Just like many runners who aspire to run the Boston Marathon, I wanted to run the Boston Marathon, because it is the most prestigious marathon in the world. That was the main reason why I trained and ran the race for the first time. But then, I experienced the euphoria of running the 26.2 miles surrounded by a half-million spectators, and I was hooked. Past three years after my first Boston, I kept coming back, because I wanted to experience the same happiness, excitement, and joy of sharing the Boston tradition. Among the spectators, kids ask the runners for high-fives, the elderly on wheelchairs quietly watch the runners, girls at Wellesley College scream their lungs out, drunk shirtless guys at Boston College party on, and crowds on Boylston Street create thundering echoes of cheer among the city high-rise. But it is all violently erased by the perpetrators.
My boyfriend Christian’s father, Bob, was quite shaken by this tragic event, too. Bob has lived in Newton, a quiet Boston suburb, over 45 years. But nothing like this happened on the Marathon Day. Every year, he goes out to the near-by Commonwealth Avenue to watch the runners go by. As the uninterrupted flow of runners passes by, he watches them but also socializes with his friends and neighbors. It’s a peaceful Patriots’ Day routine he has come to enjoy. I assume many Bostonians have done the same every year. I assume many Bostonians were as shaken as Bob when they heard about the bombing at the finish line.

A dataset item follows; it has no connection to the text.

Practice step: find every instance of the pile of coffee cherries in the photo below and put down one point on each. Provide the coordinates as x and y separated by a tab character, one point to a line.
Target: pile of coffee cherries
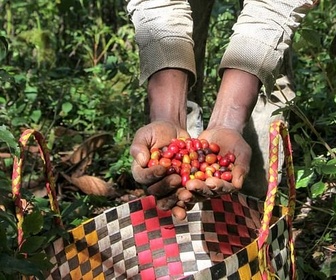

I really don’t know what to do with this rage and sadness. Whatever the motive the perpetrators had, they took something pure from innocent people. This morning, I went to Run for Boston event organized by the San Francisco Marathon. There were quite a few people at Ferry Building at 7 am and we ran 4.5 miles along the waterfront. The run with them helped a bit. Many of them shared the same emotions as mine, and we all know we have to move on and be strong. We want to show we the runners are not going to succumb to this evil act staged by the perpetrators, whoever they are, wherever they came from, whatever their motive was. Many of us want to run the Boston Marathon next year to show we are stronger and we refuse to become victims. I’d better get a better BQ to make sure I get in.
My thoughts and prayers are with people who had to suffer this tragic event.